Not enough data to recommend COVID-19 booster vaccines yet: CDC panel

Dr. Janette Nesheiwat: Continuing to encourage vaccinations is "important right now"

Dr. Janette Nesheiwat urges Americans to continue to get vaccinated due to the emergence of a new Delta variant.

A group of independent experts advising the CDC suggested there isn’t enough data yet to support recommendations for COVID-19 booster vaccines, and expect to continue monitoring studies into the fall. 

The advisory panel is specifically tracking potentially waning immunity over time, variants and any declines in vaccine efficacy, but Dr. Sara Oliver, member of the CDC’s Epidemic Intelligence Service, said during the Advisory Committee on Immunization Practices (ACIP) meeting Wednesday that COVID-19 infection affords antibody protection for up to eight months, and mRNA vaccines revealed persistent antibody levels for up to six months post-second dose.

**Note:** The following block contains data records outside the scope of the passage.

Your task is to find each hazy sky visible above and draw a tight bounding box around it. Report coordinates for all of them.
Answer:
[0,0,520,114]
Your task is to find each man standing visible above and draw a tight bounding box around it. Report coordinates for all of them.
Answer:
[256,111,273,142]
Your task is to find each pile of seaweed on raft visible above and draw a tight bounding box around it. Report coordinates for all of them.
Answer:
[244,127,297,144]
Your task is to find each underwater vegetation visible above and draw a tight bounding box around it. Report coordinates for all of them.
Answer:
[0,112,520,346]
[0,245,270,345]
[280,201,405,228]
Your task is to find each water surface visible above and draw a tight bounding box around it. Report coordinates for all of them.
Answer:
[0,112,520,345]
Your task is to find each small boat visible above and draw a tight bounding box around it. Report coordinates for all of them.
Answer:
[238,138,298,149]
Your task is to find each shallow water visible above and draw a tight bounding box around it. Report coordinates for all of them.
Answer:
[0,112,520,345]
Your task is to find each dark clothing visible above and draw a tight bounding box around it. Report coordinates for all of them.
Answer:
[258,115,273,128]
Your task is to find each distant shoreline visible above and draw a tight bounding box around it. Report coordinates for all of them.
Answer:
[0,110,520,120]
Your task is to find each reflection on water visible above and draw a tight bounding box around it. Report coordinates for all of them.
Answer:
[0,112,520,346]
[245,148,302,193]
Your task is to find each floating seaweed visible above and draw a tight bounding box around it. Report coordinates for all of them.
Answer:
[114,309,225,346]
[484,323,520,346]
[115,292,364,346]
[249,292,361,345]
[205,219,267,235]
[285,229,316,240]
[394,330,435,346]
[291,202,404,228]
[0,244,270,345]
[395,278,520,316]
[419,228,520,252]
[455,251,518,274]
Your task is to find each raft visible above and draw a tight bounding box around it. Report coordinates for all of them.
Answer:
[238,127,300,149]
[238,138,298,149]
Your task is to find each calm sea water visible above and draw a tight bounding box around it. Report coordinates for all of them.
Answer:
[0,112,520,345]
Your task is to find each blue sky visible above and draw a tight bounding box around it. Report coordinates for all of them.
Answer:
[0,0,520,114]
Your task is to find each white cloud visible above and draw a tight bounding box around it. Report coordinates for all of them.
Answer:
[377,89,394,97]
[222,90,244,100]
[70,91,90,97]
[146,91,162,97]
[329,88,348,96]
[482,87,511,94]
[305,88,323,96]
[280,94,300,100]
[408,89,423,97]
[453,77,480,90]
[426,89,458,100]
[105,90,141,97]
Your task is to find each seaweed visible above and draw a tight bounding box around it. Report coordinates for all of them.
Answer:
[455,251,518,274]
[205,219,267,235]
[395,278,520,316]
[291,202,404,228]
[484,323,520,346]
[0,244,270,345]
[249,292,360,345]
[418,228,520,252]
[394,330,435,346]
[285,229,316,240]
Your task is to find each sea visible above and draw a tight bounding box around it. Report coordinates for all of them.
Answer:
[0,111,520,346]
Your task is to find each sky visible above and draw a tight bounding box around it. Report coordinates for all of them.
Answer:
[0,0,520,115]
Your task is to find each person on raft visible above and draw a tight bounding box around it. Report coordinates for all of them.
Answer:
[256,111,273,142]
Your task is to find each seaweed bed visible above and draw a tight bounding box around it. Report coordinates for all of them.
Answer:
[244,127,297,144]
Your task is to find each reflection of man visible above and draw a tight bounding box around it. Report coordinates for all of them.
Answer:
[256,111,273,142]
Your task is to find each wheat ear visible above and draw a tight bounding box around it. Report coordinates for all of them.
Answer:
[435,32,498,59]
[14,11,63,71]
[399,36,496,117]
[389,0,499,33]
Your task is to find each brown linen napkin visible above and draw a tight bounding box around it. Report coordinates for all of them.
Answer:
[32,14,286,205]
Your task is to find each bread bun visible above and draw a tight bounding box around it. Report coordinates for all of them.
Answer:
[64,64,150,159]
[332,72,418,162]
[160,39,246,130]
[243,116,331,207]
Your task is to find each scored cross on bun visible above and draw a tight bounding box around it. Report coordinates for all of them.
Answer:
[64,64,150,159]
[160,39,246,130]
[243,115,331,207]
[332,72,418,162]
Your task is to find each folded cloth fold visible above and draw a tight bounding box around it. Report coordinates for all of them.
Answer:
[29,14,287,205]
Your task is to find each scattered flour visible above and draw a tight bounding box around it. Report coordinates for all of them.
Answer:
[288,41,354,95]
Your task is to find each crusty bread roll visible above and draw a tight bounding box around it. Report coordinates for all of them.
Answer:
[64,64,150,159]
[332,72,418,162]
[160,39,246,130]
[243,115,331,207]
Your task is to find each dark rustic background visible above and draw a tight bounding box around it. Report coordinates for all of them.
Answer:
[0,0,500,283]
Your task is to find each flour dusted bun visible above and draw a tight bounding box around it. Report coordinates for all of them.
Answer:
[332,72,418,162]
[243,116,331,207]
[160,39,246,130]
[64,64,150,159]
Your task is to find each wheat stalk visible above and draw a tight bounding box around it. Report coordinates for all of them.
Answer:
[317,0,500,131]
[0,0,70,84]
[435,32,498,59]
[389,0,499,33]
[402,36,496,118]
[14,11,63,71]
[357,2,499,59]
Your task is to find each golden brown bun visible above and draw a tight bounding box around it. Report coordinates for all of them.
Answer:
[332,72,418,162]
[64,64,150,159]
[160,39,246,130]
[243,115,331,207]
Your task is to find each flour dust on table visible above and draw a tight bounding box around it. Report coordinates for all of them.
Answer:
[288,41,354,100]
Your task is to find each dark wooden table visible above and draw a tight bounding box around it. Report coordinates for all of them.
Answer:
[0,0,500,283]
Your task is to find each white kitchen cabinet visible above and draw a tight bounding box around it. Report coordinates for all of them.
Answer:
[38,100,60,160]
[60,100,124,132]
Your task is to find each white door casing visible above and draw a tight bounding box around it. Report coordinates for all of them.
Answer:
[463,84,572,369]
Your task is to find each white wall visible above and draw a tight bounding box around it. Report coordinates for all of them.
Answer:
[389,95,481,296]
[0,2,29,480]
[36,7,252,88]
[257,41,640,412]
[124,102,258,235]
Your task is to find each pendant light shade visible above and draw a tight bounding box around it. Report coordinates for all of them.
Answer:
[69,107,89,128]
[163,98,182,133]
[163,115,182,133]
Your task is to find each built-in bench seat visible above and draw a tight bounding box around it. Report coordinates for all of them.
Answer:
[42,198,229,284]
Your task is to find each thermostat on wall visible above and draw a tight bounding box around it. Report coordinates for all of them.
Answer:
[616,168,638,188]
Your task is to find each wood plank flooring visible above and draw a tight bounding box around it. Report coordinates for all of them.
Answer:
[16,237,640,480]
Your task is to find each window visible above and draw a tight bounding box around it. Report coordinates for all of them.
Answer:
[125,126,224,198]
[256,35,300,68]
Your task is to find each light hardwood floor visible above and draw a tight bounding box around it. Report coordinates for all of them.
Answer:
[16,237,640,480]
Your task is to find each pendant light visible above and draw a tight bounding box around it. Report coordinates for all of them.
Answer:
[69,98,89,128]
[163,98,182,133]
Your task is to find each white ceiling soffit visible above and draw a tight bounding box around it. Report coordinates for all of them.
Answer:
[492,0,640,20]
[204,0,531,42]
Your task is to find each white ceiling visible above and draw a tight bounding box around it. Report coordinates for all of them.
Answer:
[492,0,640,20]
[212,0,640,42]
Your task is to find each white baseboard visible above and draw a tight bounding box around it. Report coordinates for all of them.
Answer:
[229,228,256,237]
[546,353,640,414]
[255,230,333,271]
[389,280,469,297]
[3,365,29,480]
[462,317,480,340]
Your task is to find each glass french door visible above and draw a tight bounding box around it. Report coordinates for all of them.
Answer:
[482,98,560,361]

“There’s not sufficient data to support recommendations for booster doses currently, but we’ll continue to closely monitor,” Oliver said. 

Several experts urged the priority should be improving current vaccination rates in the face of concerning viral variants, which could in turn help protect the vulnerable, especially immunocompromised individuals and those in nursing homes. Another expert warned the U.S. isn’t sending enough doses abroad to help suppress the pandemic globally.

Of note, the so-called “correlate of protection” is still unknown, or the immune response that helps scientists predict the degree of protection against infection or disease.

Nevertheless, growing evidence suggests immunocompromised individuals, who account for about 2.7% of the country’s population, mount a diminished protective immune response, even after two doses of vaccine. For instance, 7-27 days after a second Pfizer dose suggested 75% protection against symptomatic COVID-19 among immunosuppressed patients, compared with 94% overall. The patients also saw less protection against infection at 71% versus 90% overall, after two Pfizer doses.

Separate findings suggested over half of some 30 organ transplant patients under study didn’t respond to a third dose of vaccine. Experts said it was unclear whether additional doses would benefit this population, or other prevention measures, like monoclonal antibodies, could offer more protection.

The panel said more research is needed for mix-and-match booster series, or receiving a different vaccine than the primary series. Experts said they would continue to monitor breakthrough cases, severity of disease and genomic sequencing data, specifically for variants of concern.